Skip to content

v0.8.2: regenerate quant.h + quant_free_string + re-enable KV compression in Python bindings #18

@unamedkr

Description

@unamedkr

Background

v0.8.1 shipped with two known limitations in the Python bindings:

  1. kv_compress=0 default (no KV compression). The bundled quant.h is an Apr-6 snapshot whose UNIFORM_4B path aborts on Llama-architecture models. The CLI quant binary uses the multi-file engine and works fine with all KV types.

  2. quant_ask returns a leaked string (~65 KB per call).
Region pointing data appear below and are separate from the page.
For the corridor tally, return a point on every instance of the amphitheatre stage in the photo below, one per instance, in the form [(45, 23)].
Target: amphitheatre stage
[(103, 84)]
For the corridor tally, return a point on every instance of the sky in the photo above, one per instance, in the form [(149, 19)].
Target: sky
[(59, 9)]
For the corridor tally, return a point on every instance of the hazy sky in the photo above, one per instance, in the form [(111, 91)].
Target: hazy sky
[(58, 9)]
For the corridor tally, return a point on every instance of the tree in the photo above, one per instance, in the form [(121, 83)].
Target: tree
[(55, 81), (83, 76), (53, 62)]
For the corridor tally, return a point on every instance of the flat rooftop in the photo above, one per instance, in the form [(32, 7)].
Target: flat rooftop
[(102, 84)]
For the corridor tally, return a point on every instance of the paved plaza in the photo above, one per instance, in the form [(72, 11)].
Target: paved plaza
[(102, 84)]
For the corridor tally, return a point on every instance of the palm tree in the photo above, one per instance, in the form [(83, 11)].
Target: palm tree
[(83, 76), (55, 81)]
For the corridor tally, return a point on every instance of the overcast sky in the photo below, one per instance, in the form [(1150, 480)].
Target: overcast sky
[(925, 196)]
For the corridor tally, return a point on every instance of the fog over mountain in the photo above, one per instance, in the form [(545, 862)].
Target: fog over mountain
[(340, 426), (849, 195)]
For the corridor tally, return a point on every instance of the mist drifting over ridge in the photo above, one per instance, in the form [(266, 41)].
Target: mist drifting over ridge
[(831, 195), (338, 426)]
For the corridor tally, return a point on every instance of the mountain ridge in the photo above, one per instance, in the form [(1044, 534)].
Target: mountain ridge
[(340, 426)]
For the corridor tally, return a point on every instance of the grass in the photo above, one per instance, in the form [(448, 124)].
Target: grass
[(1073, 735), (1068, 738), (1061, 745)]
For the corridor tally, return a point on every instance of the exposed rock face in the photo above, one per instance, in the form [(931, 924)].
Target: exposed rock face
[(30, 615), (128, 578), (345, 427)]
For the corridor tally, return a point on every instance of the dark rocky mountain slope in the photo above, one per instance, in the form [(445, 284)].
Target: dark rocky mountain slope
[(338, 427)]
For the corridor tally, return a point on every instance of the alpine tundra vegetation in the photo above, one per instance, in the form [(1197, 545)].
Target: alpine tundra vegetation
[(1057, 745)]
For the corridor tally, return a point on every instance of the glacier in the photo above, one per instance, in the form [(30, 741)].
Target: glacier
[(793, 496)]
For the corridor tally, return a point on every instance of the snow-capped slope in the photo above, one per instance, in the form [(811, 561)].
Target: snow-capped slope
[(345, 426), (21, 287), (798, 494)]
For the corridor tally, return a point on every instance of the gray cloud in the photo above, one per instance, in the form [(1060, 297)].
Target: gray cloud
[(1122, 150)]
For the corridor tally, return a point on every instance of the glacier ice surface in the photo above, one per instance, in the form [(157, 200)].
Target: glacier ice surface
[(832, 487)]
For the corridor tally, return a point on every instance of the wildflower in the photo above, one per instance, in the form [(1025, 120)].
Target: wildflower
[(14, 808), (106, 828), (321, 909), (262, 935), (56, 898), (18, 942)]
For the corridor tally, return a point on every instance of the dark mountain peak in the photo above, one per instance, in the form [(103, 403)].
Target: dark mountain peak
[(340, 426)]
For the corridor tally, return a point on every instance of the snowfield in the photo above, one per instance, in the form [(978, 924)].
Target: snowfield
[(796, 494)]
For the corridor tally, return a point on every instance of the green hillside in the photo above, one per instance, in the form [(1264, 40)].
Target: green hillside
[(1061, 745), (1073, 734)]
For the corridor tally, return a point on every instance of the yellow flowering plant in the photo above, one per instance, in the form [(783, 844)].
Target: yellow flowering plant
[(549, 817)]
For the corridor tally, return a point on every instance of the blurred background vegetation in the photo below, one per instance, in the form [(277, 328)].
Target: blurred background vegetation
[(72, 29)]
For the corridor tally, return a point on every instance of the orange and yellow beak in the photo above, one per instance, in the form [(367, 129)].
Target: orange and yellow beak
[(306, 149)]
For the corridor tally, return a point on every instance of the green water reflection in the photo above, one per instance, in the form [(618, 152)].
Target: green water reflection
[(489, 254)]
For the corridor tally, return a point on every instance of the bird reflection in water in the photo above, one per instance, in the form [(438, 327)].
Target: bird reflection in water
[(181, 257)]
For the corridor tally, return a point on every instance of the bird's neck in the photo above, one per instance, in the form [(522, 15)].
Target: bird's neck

Calling libc.free(ptr) from ctypes crashes on macOS arm64 because Python's libc handle resolves to a different malloc zone than libquant.dylib's. We currently skip the free.

Both are documented in CHANGELOG 0.8.1 and the bindings README.

Scope of v0.8.2

1. Regenerate quant.h

The single header at quant.h is dated 2026-04-06 and pre-dates several fixes that landed on main between then and v0.8.0:

  • Round 10/11 NEON tbl breakthrough (turbo_kv_4b at fp32 parity)
  • AVX2 port (v0.8.0)
  • Gemma 4 architecture fixes
  • Windows MSVC shims
  • KV path fixes for Llama architectures (Bug 1 above)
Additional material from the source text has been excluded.